Die Lage in Tunesien sei unübersichtlich, sagt der CDU-Außenpolitiker Joachim Hörster. Seit den Wahlen zur Verfassunggebenden Versammlung sei der Graben zwischen islamistischen und westlich orientierten Strömungen tiefer geworden. Ein Einbezug der säkularen Gruppen könne helfen, die Lage zu entspannen.

Moderation: Silvia Engels | 08.08.2013
    Silvia Engels: In Ägypten sind gestern die internationalen Vermittlungsbemühungen gescheitert, die Militär und Übergangsregierung einerseits und die Opposition der Muslimbrüder zu Gesprächen über die Zukunft bringen sollten. Im weiter westlich gelegenen Staat Tunesien ist die Lage nicht ganz so dramatisch, doch auch dort entladen sich seit Wochen Spannungen zwischen der dortigen islamistischen Regierung und der säkularen Opposition. Ein langjähriger Kenner Tunesiens und der gesamten Region ist Joachim Hörster, für die CDU im Auswärtigen Ausschuss und im Präsidium der deutsch-tunesischen Gesellschaft. guten Morgen, Herr Hörster.

    Joachim Hörster: Guten Morgen, Frau Engels!

    Engels: In Tunesien soll es ja im Dezember Neuwahlen geben, aber die Verfassungsgebende Versammlung hat ihre Arbeit vorläufig gestoppt. Die Regierung will nicht vorab zurücktreten und es wird demonstriert. Droht Tunesien, mit dem eingeleiteten Wandel nicht fertig zu werden?

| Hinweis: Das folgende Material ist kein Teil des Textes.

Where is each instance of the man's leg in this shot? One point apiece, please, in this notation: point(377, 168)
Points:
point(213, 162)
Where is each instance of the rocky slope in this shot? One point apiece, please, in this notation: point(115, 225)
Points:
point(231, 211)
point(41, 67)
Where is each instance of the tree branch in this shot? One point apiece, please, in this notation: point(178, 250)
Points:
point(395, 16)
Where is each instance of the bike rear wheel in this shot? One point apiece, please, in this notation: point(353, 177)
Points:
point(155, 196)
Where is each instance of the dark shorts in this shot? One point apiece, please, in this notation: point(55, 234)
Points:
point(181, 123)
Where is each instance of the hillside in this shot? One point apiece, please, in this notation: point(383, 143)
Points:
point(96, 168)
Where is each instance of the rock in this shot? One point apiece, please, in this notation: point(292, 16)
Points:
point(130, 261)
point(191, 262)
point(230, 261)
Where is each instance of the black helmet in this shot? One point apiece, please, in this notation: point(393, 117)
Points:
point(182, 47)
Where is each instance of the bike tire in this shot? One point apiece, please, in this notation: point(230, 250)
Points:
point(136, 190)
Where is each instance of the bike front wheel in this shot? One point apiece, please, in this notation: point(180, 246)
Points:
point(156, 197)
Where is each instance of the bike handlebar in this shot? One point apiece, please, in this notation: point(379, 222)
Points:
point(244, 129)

    Hörster: Das kann durchaus passieren. Die Lage ist jedenfalls unübersichtlich. Das, was sich herausarbeiten lässt, ist, dass es im Grunde genommen zwei große Richtungen gibt. Das eine ist die Richtung El Nahda, mehr islamistischer Staat und mehr religiös orientierter Staat, und das andere ist die mehr säkulare Richtung, der die meisten Oppositionsparteien angehören und die einen liberalen Staat haben wollen nach westlichem Vorbild.

    Engels: Ist denn dieser Graben zwischen islamistischen Kräften einerseits und säkularen Strömungen andererseits tiefer geworden, oder fällt er einfach mehr auf?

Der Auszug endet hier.